Learn more about scratchboard and
see a demo of Ann's drawing process
What is Scratchboard?
Scratchboard is a special type of drawing surface that consists of a board base (paper or wood) and a thick surface coating of specially prepared hard white chalk or clay. It was invented about 100 years ago to replace the tedious technique of wood and metal engraving for illustrations. Ink is applied to the scratchboard’s chalk surface with a brush or pen. The ink can then be removed where desired with any sharp tool, creating a white mark or line by exposing the white surface underneath the ink. Black scratchboard is also available - it’s the same surface, but it has already been completely coated with black ink.

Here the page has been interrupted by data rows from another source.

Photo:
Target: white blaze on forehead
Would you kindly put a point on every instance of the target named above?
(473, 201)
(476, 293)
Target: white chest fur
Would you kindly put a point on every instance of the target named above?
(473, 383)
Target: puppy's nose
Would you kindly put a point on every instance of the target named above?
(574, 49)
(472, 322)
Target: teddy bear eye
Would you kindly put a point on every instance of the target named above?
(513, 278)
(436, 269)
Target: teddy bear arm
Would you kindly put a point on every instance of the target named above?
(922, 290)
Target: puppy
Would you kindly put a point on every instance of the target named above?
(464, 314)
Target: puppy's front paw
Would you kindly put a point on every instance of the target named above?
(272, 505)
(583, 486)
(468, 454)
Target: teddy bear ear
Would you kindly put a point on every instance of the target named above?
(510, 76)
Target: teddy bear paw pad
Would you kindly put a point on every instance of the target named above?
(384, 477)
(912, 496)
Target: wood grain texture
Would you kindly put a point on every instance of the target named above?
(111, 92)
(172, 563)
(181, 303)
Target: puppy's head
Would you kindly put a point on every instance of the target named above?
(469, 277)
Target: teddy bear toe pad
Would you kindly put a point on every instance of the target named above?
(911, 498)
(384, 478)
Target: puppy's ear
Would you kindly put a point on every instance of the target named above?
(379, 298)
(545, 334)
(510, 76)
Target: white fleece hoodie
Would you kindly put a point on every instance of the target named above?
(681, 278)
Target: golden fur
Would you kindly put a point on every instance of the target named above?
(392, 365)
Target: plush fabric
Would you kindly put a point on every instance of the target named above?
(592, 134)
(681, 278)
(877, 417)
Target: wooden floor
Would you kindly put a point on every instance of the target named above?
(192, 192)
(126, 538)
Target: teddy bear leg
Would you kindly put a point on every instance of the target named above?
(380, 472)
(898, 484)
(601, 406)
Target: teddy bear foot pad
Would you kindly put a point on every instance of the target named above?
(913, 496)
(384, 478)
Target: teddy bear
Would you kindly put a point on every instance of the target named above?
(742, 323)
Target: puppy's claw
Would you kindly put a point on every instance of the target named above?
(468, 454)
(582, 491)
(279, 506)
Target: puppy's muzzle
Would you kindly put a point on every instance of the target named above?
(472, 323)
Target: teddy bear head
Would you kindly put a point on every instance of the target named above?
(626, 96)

I fell in love (I’m not exaggerating) with scratchboard when I took a workshop at an illustrator’s conference. The workshop was taught by Trudy Nicholson, a wonderful illustrator and fellow member of the Guild of Natural Science Illustrators (GNSI). I had been drawing with pen and ink for many years, and enjoyed it immensely - I liked the challenge of rendering a subject using just black and white. The problem with pen and ink, though, is that once the ink is on the paper, it’s there for good. Changes are very difficult to make. If the drawing is for print reproduction, corrections can be made, but they’re still visible on the original. With scratchboard however, the thickness of the coating allows for many revisions. Using scratchboard as a drawing surface for pen & ink also allows for a greater variation of line and value and creation of finer detail than a paper surface does. For example, I can scratch a white whisker on a black area with the thin edge of a knife. Trying to draw that in pen and ink on paper would require drawing black around the white whisker to leave the paper showing through - that’s very difficult to do!
Scratchboard is a wonderful and forgiving surface on which to work, allowing the artist to make changes easily and to “interact” with the surface. Drawings rendered in pen & ink on scratchboard also reproduce very well; even though there are areas that appear gray, everything’s really in black and white.
The demo examples that follow are from a portion
of a drawing (in progress) of a yellow warbler in a willow.
For Steps 2 & 3, click on the images to see larger images
On white scratchboard, after transferring the image, I use a brush to apply black India ink to all the areas that will be medium to dark in value. I prefer to use white scratchboard instead of black scratchboard, because if I used the black, I would have to scrape the pre-coated ink away from all the areas that I want to be white or light in value. There will be very few completely black areas on the finished drawing, and nearly all of my drawings have a clean white background.
With an X-acto knife (#16 blade), I scratch away ink to create cross-hatch lines. This will start to change the values of some of the dark areas.
A Note About
My Pet Portraits
If you've seen my pet portraits, you'll notice that many of them have graduated grey tones. To get that look I use a technique similar to that described above, but in addition to full strength ink I add washes of ink to the scratchboard. To get the washes, I dilute ink with water in various amounts to get 3 or 4 different shades of grey. I paint full-strength ink on the darkest parts and fill in the rest of the portrait with different shades of grey (even the white areas are painted a very light grey to provide some contrast for scratching in the whites). This provides my value study/road map. I then work over the portrait with a knife to soften and blend the tones and define the fur direction. Then I'll add more ink and ink washes where necessary. From there, I'll alternate between the knife and ink/ink washes until the portrait is complete.